Record Store Day organizers and independent retailers have counteracted with Vinyl Tuesday, a new program that will put new, vinyl-only material in independent stores on Tuesdays. It remains to be seen how the program will be implemented, but it's meant to help smaller and independent record stores get customers in throughout the week.

"Tuesday was kind of a tradition to us all," Currier says, and he's talking about not just selling music, but buying and listening to it, too. I have memories as a teenager of buying dozens of new albums on their Tuesday release dates, from exceptional works like Luscious Jackson's Fever In, Fever Out to now-forgotten obscurities like the second Spacehog album (an album that doesn't include "In the Meantime" and is therefore pointless). When I lived by a Tower Records—this was way back in the 1900s, when strange things like Tower Records and Luscious Jackson and Spacehog existed—they even used to even stay open until midnight on Mondays, so that we could get our mitts on new CDs the instant they became legally available. I remember many late nights, carting home fresh purchases and listening to them minutes after they technically went on sale.

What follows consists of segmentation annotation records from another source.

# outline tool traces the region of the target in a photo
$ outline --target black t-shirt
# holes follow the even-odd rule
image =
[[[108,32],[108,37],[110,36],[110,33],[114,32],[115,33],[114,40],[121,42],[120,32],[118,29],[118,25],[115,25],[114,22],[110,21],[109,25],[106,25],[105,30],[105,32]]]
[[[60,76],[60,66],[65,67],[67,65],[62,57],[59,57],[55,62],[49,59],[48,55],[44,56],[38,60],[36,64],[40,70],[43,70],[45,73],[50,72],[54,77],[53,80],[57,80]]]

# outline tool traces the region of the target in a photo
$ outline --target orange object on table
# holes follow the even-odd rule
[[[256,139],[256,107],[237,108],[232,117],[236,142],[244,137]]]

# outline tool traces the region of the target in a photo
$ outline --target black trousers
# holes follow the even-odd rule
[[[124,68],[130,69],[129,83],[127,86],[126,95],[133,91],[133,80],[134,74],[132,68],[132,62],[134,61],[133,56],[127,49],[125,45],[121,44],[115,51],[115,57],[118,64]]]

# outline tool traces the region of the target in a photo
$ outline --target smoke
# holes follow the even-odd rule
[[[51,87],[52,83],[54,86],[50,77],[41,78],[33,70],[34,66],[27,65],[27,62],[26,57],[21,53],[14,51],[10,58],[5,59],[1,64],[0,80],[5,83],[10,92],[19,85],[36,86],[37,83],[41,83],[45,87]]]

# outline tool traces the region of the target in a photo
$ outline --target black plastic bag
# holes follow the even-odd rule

Nowadays, of course, consuming new music is vastly different; the landscape has changed so that using the words "consuming" and "music" in the same sentence isn't even that gross anymore. I'm as guilty as anyone of not buying new music on Tuesdays with the same frequency or enthusiasm—partly because, as a music writer, I get new albums sent to me in advance of their release dates, a job perk that will never not be cool to me. (Staying up past midnight on a Monday is starting to sound more and more like a challenge, too.)

But there was something perfect about a new album interrupting the Tuesday doldrums. And that still holds true, even when one can plunge into the mind-boggling amount of new stuff that's added every week to streaming services like Spotify and the newly launched Apple Music. You could sift for gems and prepare an all-killer mix of new stuff for the weekend.

Beginning this Friday, we'll get new albums from, among others, The-Dream, Veruca Salt, and itinerant Portlander Heather Woods Broderick. It'll be the first global Friday release date in history. And who knows? Maybe this will usher in an unprecedented era of post-weekend water-cooler talk about great new music instead of chitchat about movies and TV shows. Maybe Friday will prove to be a gangbusters day for business, and we'll see a renaissance of record buying, giving the industry a jolt in the arm and providing new financial means for thousands of underpaid musicians. It's unlikely, but it remains to be seen.

For now, Tuesdays just got a little quieter.